Quando Yoineh Meir soube disso, ficou ainda mais pálido que o normal. Protestou que abater animais não era coisa para ele. Que tinha o coração mole; que não suportava a visão de sangue. Mas todo mundo se juntou para convencê-lo: os líderes da comunidade; os membros da sinagoga de Trisk; seu sogro, Reb Getz Frampoler; e Reitze Doshe, sua esposa. O novo rabino, Reb Sholem Levi Halberstam, também insistiu com ele para aceitar. Reb Sholem Levi, neto do rabino de Sondz, estava incomodado com o pecado de tirar o meio de vida de outrem, não queria que o homem mais novo ficasse sem sustento. O rabino de Trisk, Reb Yakov Leibele, escreveu uma carta para Yoineh Meir dizendo que o homem não pode ser mais compassivo que o Todo-Poderoso, fonte de toda compaixão. Quando se mata um animal com uma faca pura e com piedade, libera-se a alma que nele reside. Pois é bem sabido que as almas dos santos muitas vezes transmigram para os corpos das vacas, aves e peixes para se penitenciar de alguma ofensa.

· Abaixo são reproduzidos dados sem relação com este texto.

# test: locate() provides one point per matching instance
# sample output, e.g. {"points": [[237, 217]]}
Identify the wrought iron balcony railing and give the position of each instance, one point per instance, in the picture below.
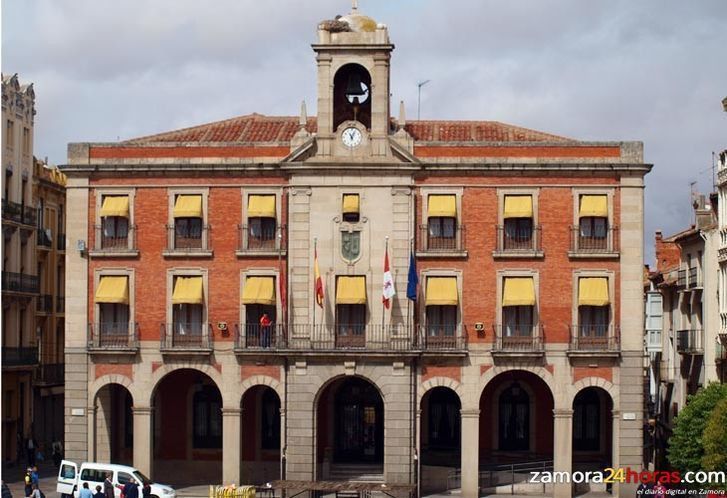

Depois da carta do rabino, Yoineh Meir cedeu. Tinha sido ordenado muito tempo antes. Então se pôs a estudar as leis do abate conforme explicadas no Natureza do boi, no Shulchan Aruch e nos Comentários. O primeiro parágrafo do Natureza do boi dizia que o abatedor ritual tem de ser um homem temente a Deus, e Yoineh Meir dedicou-se à Lei com mais zelo do que nunca.

Yoineh Meir, pequeno, magro, rosto pálido, uma rala barba amarela na do queixo, nariz adunco, boca caída e olhos amarelos apavorados muito juntos, era famoso por sua religiosidade. Quando rezava, usava três pares de filactérios : os de Rashi, os do rabino Tam e os do rabino Sherira Gaon. Logo depois de completar sua estada em casa do sogro, começara a respeitar todas as datas de jejum e a acordar para os serviços da meia-noite.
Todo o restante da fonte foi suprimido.